La fièvre s'amplifiait et Haki se doutait bien que la blessure fraîchement refermée prenait largement sa place dans le feu qui mettait le corps de la rouge à rude épreuve.
Attrapant le linge humide, elle entreprit de réveiller Vi, en humidifiant d'abord son front, sa mâchoire, son cou et les parties visibles de son décolleté. Tout en faisant cela, elle lâcha quelques mots pour la ramener à la conscience.
***************************************************************************************************************************************************************************
Ses idées n'arrivaient pas à s'organiser dans sa tête. Elle sentait son corps se tendre, tout en étant incapable de le contrôler. Cette chaleur interne irradiant son corps avec un point culminant brûlant son côté droit. Les palpitations de son cœur resonnaient dans sa tête, lui interdisant de trouver le repos. Pourtant qu'est ce qu' elle aurait aimé, se sentir apaiser et se plonger dans les bras de Morphée. Elle était épuisée et maudissait cette douleur inatteignable.
Puis soudain, un soupçon de fraîcheur parcouru sa peau.
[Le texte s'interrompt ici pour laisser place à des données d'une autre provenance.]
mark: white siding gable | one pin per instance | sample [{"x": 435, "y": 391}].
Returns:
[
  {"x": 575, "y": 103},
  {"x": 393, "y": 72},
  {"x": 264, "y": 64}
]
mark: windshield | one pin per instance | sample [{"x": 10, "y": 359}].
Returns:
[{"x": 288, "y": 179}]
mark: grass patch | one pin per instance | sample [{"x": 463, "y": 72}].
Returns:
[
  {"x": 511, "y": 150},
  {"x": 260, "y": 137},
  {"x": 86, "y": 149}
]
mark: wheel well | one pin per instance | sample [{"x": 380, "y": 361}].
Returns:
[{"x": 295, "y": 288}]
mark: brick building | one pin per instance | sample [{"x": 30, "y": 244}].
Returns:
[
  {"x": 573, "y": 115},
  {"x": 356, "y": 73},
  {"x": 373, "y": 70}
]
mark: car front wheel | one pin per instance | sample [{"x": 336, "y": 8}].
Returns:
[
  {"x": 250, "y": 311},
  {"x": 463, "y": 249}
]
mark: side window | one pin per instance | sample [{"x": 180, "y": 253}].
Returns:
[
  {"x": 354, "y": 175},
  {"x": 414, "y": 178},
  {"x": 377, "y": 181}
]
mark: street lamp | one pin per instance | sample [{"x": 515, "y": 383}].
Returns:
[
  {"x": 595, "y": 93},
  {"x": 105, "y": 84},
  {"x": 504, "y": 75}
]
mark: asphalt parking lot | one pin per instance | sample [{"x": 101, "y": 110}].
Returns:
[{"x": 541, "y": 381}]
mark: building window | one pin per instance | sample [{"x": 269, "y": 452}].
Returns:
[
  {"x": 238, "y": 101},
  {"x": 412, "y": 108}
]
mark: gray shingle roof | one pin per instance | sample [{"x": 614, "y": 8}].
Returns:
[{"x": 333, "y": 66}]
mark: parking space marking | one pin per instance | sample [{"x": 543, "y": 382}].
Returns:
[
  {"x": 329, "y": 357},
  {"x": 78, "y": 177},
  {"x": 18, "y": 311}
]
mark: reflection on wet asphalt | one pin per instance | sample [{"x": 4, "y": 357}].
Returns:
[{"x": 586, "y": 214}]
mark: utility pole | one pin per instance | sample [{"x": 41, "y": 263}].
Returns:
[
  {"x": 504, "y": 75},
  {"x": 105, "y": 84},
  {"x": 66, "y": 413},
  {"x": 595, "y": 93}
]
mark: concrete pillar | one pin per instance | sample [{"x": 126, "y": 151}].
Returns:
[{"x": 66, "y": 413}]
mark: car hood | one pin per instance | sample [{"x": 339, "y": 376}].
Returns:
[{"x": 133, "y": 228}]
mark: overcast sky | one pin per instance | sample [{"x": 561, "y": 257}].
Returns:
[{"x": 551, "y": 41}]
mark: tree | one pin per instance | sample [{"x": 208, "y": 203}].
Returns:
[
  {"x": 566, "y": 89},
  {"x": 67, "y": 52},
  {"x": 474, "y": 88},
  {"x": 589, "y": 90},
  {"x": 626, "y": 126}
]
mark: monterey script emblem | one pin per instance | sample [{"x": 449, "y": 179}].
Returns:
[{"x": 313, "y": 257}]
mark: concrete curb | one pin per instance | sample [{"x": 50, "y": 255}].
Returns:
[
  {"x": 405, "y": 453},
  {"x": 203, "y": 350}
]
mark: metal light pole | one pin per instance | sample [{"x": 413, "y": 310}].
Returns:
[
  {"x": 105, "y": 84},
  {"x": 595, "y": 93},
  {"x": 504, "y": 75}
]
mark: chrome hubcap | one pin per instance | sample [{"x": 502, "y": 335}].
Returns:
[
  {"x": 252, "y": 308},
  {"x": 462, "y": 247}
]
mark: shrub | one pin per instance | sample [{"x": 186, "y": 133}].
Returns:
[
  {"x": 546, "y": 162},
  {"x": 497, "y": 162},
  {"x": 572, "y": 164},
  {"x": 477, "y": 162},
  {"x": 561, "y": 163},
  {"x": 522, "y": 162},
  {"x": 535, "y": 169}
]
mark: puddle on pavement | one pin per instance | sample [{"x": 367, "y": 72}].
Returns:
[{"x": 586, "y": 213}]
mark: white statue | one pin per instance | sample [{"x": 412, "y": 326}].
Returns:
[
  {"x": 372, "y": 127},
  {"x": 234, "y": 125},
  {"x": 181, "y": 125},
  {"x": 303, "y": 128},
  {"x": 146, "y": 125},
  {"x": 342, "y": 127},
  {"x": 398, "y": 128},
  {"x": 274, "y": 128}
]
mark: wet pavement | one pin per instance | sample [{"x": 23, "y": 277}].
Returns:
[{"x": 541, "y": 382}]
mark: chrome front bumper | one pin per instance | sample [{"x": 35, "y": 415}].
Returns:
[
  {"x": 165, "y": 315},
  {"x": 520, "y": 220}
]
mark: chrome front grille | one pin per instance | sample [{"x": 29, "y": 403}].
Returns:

Subtilement mais bien là, le flux du sang frais coula du haut vers le bas de son visage, libérant même sa poitrine de cette vague oppressante de chaleur.
"... lles - toi "
Quelqu'un parlait, lui parlait. Mais il lui était très confus de savoir qui, et ce qu'il voulait.
"VI ! Ecou.. moi... ou... l... yeux "
Le contact froid qui allait et venait, la ramenait petit à petit. Elle distinguait de plus en plus les mots, et entendit clairement les suivants.
" Vi, Réveilles toi ! Regarde moi ! "
Sa réaction ne fût pas immédiate, mais elle réussit à ouvrir les yeux.
Tout était flou... elle remerciait cependant la faiblesse de la lumière qui permit ce passage de l'ombre à la conscience moins brutal.
Sa vue s'ajustait peu à peu, elle n'était plus sur cette table de soin, mais sur un lit qu'elle jugea assez confortable comparé à ceux qu'elle avait pu connaitre auparavant, pensa t-elle.
" ho, pas trop dur d'émerger ?
Elle inclina la tête, cherchant de vue cette voie familière, qu'elle trouva à son côté, un linge à la main.
Se cambrant légèrement, elle chercha à se relever par reflexe. Plus facile à dire qu'à faire, ses muscles endoloris peinaient à répondre. Et lorsqu'elle parvint à se redresser, son côté droit lui rappela beaucoup trop franchement les dernières heures.
Elle serra les dents, et essaya de calmer sa respiration face à cette protestation.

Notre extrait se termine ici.